RIO DE JANEIRO - Na quinta-feira, ativistas ucranianas tiraram a roupa numa praça de Moscou, protestando contra o preço do gás que a Rússia vende à Ucrânia. No mesmo dia, em Oviedo, Espanha, oito bombeiros, usando apenas capacete e botas, protestaram contra as medidas de austeridade impostas pelo governo. Por via das dúvidas, mostraram só os bumbuns -o nu frontal talvez diminuísse a solenidade do ato.

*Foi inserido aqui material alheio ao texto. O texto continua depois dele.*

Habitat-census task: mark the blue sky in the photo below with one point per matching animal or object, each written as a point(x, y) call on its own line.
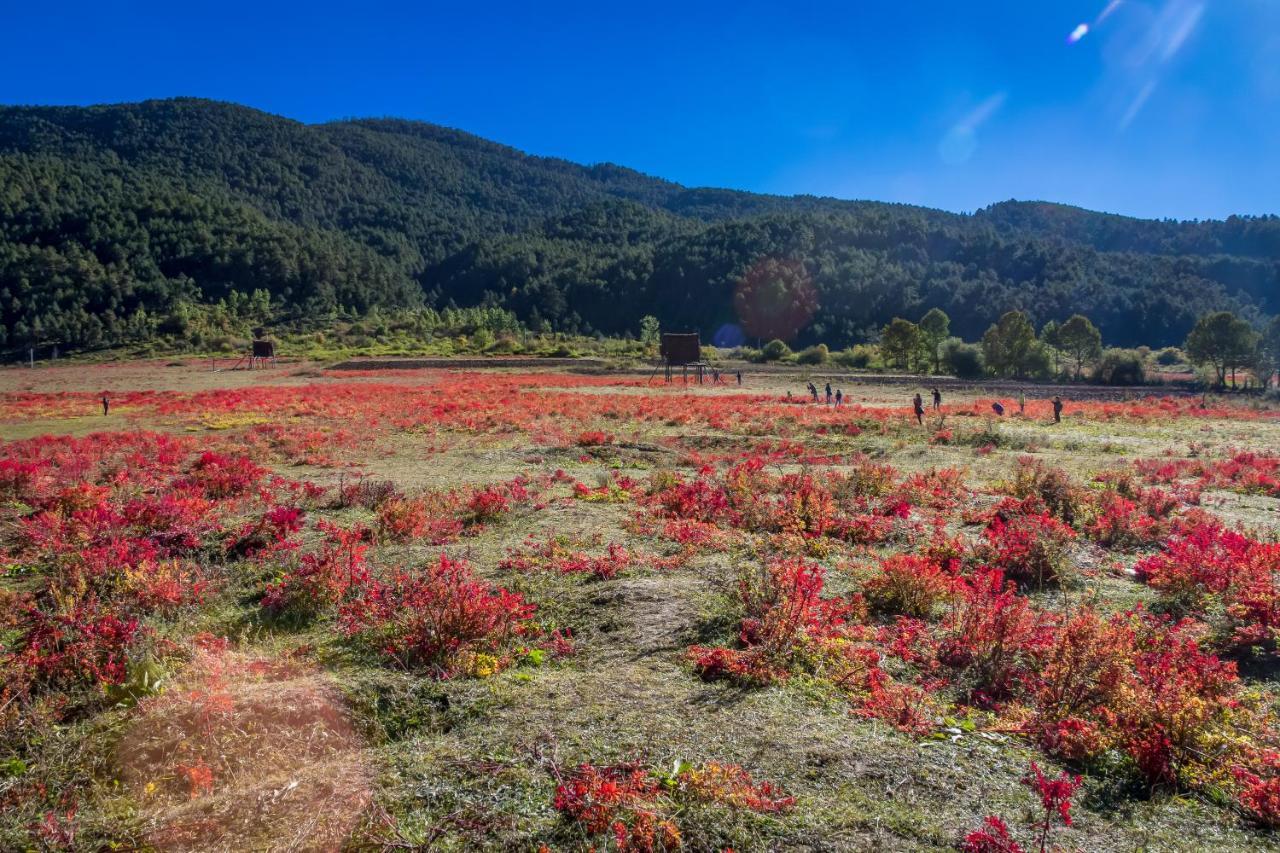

Em 2007, nos Alpes, 600 suíços tiraram a roupa para alertar contra o derretimento de uma geleira. Em 2008, argentinas vegetarianas se despiram contra o bife de chorizo. Em 2009, alemãs fizeram o mesmo contra a matança das focas. Em 2011, no Piauí, uma professora subiu num trio elétrico e radicalizou: ficou pelada contra o capitalismo.

Todos os dias, em alguma parte, alguém fica nu em protesto contra alguma coisa. A causa é sempre meritória: protesta-se contra a energia nuclear, o aquecimento, o desmatamento, a inflação, a fome, os políticos, ou pede-se a retirada de tropas americanas ou de invasores de territórios indígenas. Previamente informados, os fotógrafos acorrem e, horas depois, as imagens estão em todos os jornais, TVs e on-lines. Mas, como mostrar as partes ficou carne de vaca e ninguém vai nem sequer preso por isso, é duvidoso que o gesto ainda converta as grandes massas para a causa em questão.

Em 2010, houve uma linda manifestação: a da mulher que, com o rosto coberto por uma burca, desfilou seu corpo nu, com grande classe e dignidade, por uma praça de Barcelona, em protesto contra a execução por apedrejamento da iraniana Sakineh, acusada de adultério. Não era erótico nem político, só bonito.

A confirmar a frase de Nelson Rodrigues, segundo a qual "só o rosto é imoral -do pescoço para baixo, podíamos andar nus".